The reasons for wildlife residing and reproducing in places like Portland are “complex,” according to Gardoqui. “Chances are, the abundant food resources are a big draw. Cities have a lot of ‘live’ foods like squirrels, mice, birds, and rats as well as a some ‘non-live’ food sources wasted by humans,“ he says. These appear particularly delicious to coyotes in April, when male and female pairs are raising litters of pups. However, they’re a lot less likely to grab a quick takeout from your garbage than a raccoon. An Urban Coyote Initiative study of over 1,400 subjects showed coyotes supplement their diet with only 1.3 percent of our discarded lettuce heads and diet shakes.
As for any threat to us and our beloved Fido and Felix, “The risk of humans or their pets being harmed by wild coyotes is very, very slim,” Gardoqui assures. There has only been one reported human fatality caused by a coyote attack, in 1981. When it comes to our fluffy family members, awareness is key. “I’ve seen how pet owners have become a lot more responsible in the 27 years I’ve lived in Maine,” Vistein says. “But we need to remember, if you leave your little five-pound toy dog in the yard at night time…Well, to a coyote, that’s no dog, that’s dinner! The same goes with cats. We tend to let our feline pets roam in urban areas, but that’s a potential dinner for a coyote.” During pup season, dogs are as likely to threaten coyotes by interfering with their dens and stressing the mother and babies. “Keep your dog on a leash or in sight of you,” Vistein urges. As for those bird feeders you lovingly hang in hopes of the scarlet glimpse of a cardinal? “Take them down,” she says. “It goes against what we’ve been taught, but more seeds on the ground means more rodents. You’re inviting coyotes right into your yard.” Though our kinder nature may tempt us to leave out snacks for furry and feathered friends, “It’s not a natural part of the ecosystem.” The same goes for intentionally leaving out food for coyotes themselves. “Those species have survived the winter without us for millennia.”

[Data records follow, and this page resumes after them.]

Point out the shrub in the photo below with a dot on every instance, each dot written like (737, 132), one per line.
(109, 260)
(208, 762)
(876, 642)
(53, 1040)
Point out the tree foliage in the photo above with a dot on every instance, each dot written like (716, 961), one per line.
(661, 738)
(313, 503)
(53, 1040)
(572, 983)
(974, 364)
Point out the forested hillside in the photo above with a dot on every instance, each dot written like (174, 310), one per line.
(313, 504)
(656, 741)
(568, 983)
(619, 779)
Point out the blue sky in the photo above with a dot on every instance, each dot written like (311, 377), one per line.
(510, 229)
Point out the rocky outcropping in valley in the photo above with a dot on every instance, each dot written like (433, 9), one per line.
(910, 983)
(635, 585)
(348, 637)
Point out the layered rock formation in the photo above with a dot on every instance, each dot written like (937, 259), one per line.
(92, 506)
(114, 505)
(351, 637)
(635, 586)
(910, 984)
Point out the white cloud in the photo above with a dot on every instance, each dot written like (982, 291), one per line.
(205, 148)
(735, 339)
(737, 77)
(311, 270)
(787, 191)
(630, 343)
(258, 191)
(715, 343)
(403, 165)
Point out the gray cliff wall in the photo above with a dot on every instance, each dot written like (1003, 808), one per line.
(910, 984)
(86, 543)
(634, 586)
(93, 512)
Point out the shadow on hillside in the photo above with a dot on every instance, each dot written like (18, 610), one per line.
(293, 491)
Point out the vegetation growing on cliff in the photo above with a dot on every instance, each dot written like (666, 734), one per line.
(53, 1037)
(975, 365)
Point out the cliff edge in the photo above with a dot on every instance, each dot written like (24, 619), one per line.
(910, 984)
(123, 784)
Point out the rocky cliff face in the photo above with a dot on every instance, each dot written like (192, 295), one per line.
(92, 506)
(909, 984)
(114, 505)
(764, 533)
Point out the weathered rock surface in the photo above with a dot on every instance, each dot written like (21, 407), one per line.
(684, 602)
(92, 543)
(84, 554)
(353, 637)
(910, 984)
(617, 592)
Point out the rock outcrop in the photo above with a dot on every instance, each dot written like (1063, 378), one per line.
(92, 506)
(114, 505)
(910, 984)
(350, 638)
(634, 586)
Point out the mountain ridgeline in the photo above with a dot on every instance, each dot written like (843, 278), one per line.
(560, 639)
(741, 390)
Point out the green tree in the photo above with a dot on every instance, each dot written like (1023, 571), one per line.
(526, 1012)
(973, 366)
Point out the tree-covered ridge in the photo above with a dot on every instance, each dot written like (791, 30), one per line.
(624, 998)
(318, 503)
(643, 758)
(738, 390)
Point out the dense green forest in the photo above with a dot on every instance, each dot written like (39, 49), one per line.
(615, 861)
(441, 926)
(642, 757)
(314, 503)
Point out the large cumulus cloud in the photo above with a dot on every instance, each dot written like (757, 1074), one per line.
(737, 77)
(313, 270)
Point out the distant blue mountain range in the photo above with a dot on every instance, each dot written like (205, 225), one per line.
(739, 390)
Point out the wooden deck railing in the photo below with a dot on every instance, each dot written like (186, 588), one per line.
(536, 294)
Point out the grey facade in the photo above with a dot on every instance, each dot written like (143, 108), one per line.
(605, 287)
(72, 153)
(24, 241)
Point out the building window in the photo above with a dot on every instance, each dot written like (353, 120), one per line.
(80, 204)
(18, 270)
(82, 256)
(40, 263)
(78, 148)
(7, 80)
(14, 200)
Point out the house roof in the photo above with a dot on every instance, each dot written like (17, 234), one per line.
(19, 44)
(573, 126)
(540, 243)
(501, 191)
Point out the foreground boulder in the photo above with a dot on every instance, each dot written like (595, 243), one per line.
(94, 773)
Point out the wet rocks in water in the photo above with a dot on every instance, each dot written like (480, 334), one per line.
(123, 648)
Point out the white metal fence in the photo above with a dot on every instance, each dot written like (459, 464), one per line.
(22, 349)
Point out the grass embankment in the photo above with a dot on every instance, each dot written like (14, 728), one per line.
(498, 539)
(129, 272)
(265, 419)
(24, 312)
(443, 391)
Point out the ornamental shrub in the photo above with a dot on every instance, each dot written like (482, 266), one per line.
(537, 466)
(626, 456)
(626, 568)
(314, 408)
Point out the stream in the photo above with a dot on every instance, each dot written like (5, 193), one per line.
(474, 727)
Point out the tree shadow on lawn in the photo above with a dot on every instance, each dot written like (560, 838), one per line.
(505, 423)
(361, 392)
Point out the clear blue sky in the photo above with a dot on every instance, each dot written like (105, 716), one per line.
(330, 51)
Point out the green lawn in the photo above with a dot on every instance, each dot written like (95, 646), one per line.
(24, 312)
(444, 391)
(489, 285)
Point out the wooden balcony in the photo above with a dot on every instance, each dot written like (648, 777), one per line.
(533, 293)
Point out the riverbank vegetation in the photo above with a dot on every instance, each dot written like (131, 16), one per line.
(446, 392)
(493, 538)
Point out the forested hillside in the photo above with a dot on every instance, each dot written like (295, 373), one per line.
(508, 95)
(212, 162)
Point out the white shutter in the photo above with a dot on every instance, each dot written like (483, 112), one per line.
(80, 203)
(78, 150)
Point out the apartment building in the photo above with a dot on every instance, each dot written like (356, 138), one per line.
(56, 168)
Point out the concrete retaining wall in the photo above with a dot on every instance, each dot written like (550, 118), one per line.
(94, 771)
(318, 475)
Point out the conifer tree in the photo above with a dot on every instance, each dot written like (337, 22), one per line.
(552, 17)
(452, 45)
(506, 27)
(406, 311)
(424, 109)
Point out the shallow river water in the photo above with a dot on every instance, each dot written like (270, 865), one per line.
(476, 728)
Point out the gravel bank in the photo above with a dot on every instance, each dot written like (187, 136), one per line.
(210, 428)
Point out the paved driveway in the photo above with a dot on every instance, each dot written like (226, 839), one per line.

When left to their own devices, coyotes control rodent populations–a boon in our litter-strewn urban areas. They’ll also deter felines, allowing bird populations to flourish. And while these adaptable and fiercely intelligent creatures have learned to live among humans, we’re still learning how to coexist with them. “They don’t want to interact with humans in the vast majority of instances,” says Dan Gardoqui, “mostly because when wild animals and humans tangle, it usually doesn’t end up well for the animal.”